Aussi bizarre que ça puisse paraître, Benoît qui était né à quelques kilomètres de la mer n'avait jamais quitté la terre ferme sur un quelconque bateau. L'avion, n'en parlons pas, en ces années-là voyager était un luxe. À l'embarcadère de Fromentine, face à l'île de Noirmoutier, il découvrait un bateau propret, tout blanc, « la Vendée ». Les marins y embarquaient victuailles et fournitures entassées sur des palettes. Ils chargeaient aussi quelques voitures. Sur la jetée de bois, tout un petit monde de vacanciers, d'îliens, de passagers d'un jour se pressaient. Tout était allé si vite, Benoît n'en revenais pas.
Au téléphone avec Marie il était resté évasif, lui faire la surprise, aller la cueillir à son arrivée à Port-Joinville serait un vrai bonheur. Pour l'heure il se laissait aller à imaginer l'accueil de celui qu’il devait assister. D'une manière très étrange ils n’avaient eu aucun contact. Au téléphone c'était son père, médecin de l'île, retraité, qui l'avait sondé. Plus exactement, l'homme, policé et courtois, expliqua à Benoît que Jean, son fils, avait besoin d'une sorte de tuteur. Quelqu'un qui tienne les comptes, fasse les courses, la cuisine, assure en gros l'intendance générale du magasin de brocante de la Ferme des 3 Moulins. De prime abord étonné c'est avec un réel enthousiasme qu’il avait accepté les conditions proposées.

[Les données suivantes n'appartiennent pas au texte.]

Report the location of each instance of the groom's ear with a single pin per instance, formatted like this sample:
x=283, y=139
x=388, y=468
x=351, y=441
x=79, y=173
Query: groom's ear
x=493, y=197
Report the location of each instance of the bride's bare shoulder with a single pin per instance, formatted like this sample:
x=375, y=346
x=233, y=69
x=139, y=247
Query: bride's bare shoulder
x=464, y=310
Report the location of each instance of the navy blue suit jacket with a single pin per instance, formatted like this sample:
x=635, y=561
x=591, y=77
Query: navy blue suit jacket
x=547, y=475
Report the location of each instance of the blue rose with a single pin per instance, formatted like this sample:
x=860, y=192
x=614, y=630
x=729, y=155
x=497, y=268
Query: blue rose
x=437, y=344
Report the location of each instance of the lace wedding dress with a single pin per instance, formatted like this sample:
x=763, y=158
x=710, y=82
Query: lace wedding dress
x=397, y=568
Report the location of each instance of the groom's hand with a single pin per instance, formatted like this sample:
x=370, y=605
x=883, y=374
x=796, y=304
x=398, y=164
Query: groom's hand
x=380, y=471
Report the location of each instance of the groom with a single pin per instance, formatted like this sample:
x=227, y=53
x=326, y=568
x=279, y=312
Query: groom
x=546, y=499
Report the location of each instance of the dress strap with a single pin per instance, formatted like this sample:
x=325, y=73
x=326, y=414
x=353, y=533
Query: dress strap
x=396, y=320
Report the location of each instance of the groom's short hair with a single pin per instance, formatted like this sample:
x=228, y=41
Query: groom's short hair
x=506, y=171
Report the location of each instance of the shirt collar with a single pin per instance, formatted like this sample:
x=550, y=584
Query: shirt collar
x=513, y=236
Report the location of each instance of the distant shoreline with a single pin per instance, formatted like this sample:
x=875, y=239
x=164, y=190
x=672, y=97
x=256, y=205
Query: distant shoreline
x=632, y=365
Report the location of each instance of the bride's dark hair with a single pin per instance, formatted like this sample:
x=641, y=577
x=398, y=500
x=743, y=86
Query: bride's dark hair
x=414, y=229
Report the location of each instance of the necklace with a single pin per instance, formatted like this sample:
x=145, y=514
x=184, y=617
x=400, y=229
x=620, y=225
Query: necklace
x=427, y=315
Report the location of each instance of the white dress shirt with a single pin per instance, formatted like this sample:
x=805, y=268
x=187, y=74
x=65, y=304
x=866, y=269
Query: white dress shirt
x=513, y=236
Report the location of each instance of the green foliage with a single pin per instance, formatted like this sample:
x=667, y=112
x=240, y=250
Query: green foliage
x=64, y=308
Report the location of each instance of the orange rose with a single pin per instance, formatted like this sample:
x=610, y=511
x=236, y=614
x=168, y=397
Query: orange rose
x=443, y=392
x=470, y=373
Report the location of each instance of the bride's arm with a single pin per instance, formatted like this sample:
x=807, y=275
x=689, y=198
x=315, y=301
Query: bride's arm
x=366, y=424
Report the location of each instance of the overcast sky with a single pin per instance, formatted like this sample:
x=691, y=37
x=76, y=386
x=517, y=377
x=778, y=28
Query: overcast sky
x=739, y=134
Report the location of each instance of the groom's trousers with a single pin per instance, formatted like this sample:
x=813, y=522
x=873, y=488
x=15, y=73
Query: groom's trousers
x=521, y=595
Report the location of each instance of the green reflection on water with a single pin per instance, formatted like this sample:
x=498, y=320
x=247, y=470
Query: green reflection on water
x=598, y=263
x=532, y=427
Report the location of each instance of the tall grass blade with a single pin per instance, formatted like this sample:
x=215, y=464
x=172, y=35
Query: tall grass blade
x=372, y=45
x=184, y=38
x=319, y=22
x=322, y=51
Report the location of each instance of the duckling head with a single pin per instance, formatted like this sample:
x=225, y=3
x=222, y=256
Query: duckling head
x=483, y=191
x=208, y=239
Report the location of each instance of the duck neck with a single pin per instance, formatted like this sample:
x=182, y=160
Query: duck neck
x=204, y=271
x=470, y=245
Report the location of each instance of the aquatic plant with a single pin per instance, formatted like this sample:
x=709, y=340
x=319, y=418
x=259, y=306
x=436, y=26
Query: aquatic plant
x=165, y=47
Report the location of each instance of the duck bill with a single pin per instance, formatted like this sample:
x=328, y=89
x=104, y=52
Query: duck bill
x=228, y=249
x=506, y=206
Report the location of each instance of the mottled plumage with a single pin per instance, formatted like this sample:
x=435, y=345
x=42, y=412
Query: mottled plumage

Son arrivée à Port-Joinville, sous un ciel si bleu, un air tendre chargé de bouffées de senteurs fortes, resta pour lui l'un des moments forts de sa vie. Jean Neveu-Derotrie était le sosie de Jacques Tati sans l'imperméable. Sa garde-robe se résumait en trois pantalons de tergal gris, deux chemises nylon blanches et une paire de sandales de plastic blanc. Mèche sur les yeux, pipe éteinte au bec, flanqué de son chien, appuyé aux ridelles d'une camionnette C4 il tendit une main ferme et chaleureuse à Benoît. L'homme était merveilleusement loufoque, cultivé. Au bar de la marine il lui compta son histoire de rejeton d'une famille où l'on était médecin ou dentiste de père en fils. Lui s'était fait visiteur médical. Il sillonna la France en fourgonnette J7 pour placer des matelas anti-escarts dans les hôpitaux tout en chinant toutes des vieilleries. Militant au PSU, pacifiste, son sens des affaires consistait à savoir acheter. L'argent ne représentait rien pour lui. Un vieux Rouen, une commode Régence ou un homme debout marqueté, ça lui parlait, ça le faisait bander. Capable des pires manœuvres pour acquérir le meuble ou l'objet sur lequel il avait jeté son dévolu il se fichait ensuite pas mal de vendre. Jean n'aimait rien tant que de voir son magasin empli de belles choses. C'était un esthète, un pur esprit, notre accord fut instinctif, immédiat.
Les marins l'appelaient le « marchand de vermoulu » et se faisaient un devoir de lui faire prendre, à chacune de ses sorties, des mufflées d’anthologie. Le baptême du feu de Benoît se révéla redoutable. Après les bières ils étaient passés au pastis et, sans s’être mis une quelconque nourriture sous la dent, l'heure du Cognac sonna. Benoît pratiqua, autant qu’il le pu, la politique du verre plein sans toutefois pouvoir éviter d'en descendre quelques-uns. Jean semblait imperturbable. Droit, rallumant ostensiblement sa pipe toujours éteinte, dans le brouhaha, il lui narrait sa « guerre d'Algérie » comme infirmier. Achille, le chien, les fixait de ses yeux tendres. On les observait. Soumis au rite initiatique d'admission dans le cercle restreint des gus capables de marcher droit après une poignée d'heures passées à écluser sec Benoît se devait triompher. Aux alentours de minuit, avec la raideur hésitante de ceux qui sont pleins comme des huîtres mais qui veulent encore porter beau, Jean et lui, côte à côte, sans se porter secours mutuel, quittaient le bar en saluant les derniers piliers de bistrot. La C4 les mena sans encombre jusqu'à la Ferme des 3 Moulins.